Big Data Domain Flashcards
I: ANALYTICS
Improved Service Level Performance
Better Order Fulfillment
Improved Supplier Management
Maximize Customer Value
Driving Down Costs
Improved Advertising
Better Product Management
I: DATA WAREHOUSE
is a system that aggregates data from different sources into a single, central, consistent data store to support data analysis, data mining, artificial intelligence (AI), and machine learning.
I: DATE LAKE
Data Lake is the place where you dump all forms of data generated in various parts of your business
- Structured data feeds
- Chat logs
- Emails
- Images (of invoices, receipts, checks etc.)
- Videos.
I: DATA POOL
Data Pool is a centralized repository of data where trading partners (e.g., retailers, distributors or suppliers) can obtain, maintain and exchange information about products in a standard format. Suppliers can, for instance, upload data to a data pool that cooperating retailers can then receive through their data pool.
I: BIG DATA
Big Data is often used in enterprise settings to describe large amounts of data. It does not refer to a specific amount of data, but rather describes a dataset that cannot be stored or processed using traditional database software.
I: BIG DATA LIFE CYCLE
Stated simply, there are three primary stages of the Big Data Life Cycle, along with an overarching glue (data governance) that helps to manage these:
Data Acquisition
Data Awareness
Data Analytics
Data Governance
I: HADOOP
Apache Hadoop is an open-source framework that is used to efficiently store and process large datasets ranging in size from gigabytes to petabytes of data. Instead of using one large computer to store and process the data, Hadoop allows clustering multiple computers to analyze massive datasets in parallel more quickly.
I: MAPREDUCE
Map Reduce is a software framework and programming model used for processing huge amounts of data. MapReduce program work in two phases, namely, Map and Reduce.
Map – tasks deal with splitting and mapping of data while
Reduce – tasks shuffle and reduce the data.
I: Apache Spark
Spark is an open source framework focused on interactive query, machine learning, and real-time workloads. It does not have its own storage system, but runs analytics on other storage systems like HDFS, or other popular stores like Amazon Redshift, Amazon S3, Couchbase, Cassandra, and others.
I: ETL
ETL is short for extract, transform, load, three database functions that are combined into one tool to pull data out of one database and place it into another database.
- Data migration
- Data merge
- Data warehousing
I: DATA SYNCHRONIZATION ISSUES
Data synchronization has become an important part of organizations’ information systems. However, the complexity of the process is very often underestimated, while it may be quite risky due to the factors among which are:
Different data formats due to variety of applications, tools, and databases an organization may use.
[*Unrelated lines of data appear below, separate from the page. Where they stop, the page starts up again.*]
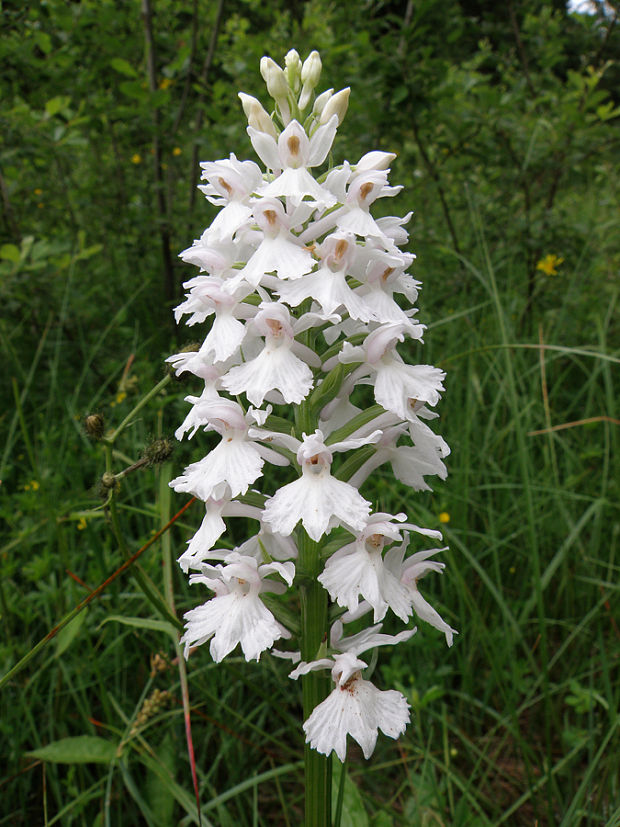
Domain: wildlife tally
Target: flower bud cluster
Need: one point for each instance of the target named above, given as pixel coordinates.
(304, 298)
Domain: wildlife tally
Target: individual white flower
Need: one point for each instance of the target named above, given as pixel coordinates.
(395, 382)
(317, 498)
(328, 285)
(208, 295)
(358, 569)
(278, 367)
(355, 707)
(230, 185)
(412, 570)
(236, 614)
(237, 461)
(279, 250)
(363, 190)
(410, 464)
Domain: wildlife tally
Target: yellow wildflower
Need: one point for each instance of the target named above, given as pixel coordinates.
(549, 264)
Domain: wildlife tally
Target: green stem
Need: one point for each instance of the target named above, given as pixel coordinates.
(315, 686)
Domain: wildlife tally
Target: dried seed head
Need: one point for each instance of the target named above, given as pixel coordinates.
(94, 424)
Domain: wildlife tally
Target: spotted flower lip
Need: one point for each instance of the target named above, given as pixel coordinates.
(236, 615)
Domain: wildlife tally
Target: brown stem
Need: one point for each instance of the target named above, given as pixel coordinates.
(162, 207)
(204, 76)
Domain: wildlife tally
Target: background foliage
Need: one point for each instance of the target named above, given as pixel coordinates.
(505, 120)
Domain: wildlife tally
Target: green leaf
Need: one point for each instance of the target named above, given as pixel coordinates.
(56, 105)
(68, 633)
(83, 749)
(43, 41)
(123, 66)
(144, 623)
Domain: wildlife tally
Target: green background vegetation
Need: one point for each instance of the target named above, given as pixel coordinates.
(505, 120)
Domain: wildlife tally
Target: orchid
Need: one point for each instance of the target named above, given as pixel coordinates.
(303, 297)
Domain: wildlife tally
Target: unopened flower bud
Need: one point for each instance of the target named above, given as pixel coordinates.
(311, 70)
(94, 424)
(274, 77)
(277, 86)
(257, 117)
(336, 105)
(319, 104)
(293, 70)
(158, 451)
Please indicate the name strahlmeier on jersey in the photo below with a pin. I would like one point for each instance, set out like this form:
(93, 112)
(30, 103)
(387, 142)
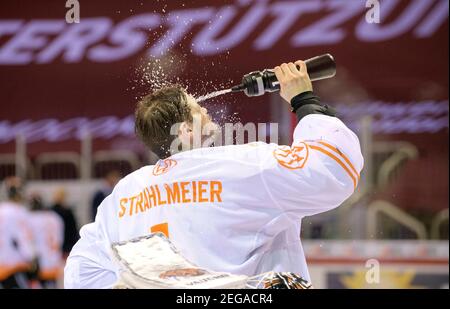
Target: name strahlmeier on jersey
(226, 298)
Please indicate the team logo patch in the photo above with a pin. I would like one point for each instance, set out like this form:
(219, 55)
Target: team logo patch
(292, 157)
(163, 166)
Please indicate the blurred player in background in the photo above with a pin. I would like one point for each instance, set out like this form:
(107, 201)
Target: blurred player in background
(65, 212)
(16, 238)
(48, 235)
(109, 182)
(235, 208)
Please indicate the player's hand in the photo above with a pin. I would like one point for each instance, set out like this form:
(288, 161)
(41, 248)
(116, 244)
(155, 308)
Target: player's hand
(293, 81)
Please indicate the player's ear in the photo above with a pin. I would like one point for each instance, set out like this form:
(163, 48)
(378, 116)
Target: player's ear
(185, 133)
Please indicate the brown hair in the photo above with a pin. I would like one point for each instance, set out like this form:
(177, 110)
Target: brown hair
(156, 113)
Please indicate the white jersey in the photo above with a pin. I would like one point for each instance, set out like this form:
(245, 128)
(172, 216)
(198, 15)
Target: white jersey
(16, 239)
(234, 208)
(48, 233)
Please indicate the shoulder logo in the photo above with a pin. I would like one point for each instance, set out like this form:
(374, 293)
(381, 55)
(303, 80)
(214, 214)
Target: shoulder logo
(163, 166)
(292, 157)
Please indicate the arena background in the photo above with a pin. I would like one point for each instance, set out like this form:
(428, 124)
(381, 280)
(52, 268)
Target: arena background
(68, 93)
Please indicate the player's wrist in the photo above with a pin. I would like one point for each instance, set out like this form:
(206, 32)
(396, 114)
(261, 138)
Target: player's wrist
(307, 103)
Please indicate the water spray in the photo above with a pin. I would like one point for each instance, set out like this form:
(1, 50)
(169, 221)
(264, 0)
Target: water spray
(259, 82)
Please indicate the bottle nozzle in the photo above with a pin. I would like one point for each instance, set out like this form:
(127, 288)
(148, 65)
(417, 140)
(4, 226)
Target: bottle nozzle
(238, 88)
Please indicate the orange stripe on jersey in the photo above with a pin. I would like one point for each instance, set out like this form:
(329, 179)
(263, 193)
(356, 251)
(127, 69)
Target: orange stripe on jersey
(8, 270)
(329, 154)
(342, 155)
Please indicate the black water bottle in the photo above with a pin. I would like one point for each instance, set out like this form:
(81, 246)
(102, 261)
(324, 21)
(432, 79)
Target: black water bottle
(257, 83)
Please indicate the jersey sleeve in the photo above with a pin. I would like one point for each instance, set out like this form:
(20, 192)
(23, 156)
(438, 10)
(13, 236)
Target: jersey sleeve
(89, 264)
(318, 172)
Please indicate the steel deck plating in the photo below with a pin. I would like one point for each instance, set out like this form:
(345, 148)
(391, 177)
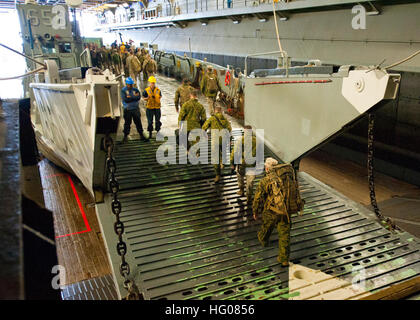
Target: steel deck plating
(189, 238)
The quality of data synchronized. There is a risk to distribute inconsistent or out-of-date data enterprise-wide, which may result in additional (and quite palpable) data cleansing expenses.
Not to forget constant maintenance, meaning that as soon as new data enters an application, the next step is to synchronize it between the other organizations’ applications and systems.
I: HDFS
A distributed file system that runs on standard or low-end hardware. HDFS provides better data throughput than traditional file systems, in addition to high fault tolerance and native support of large datasets.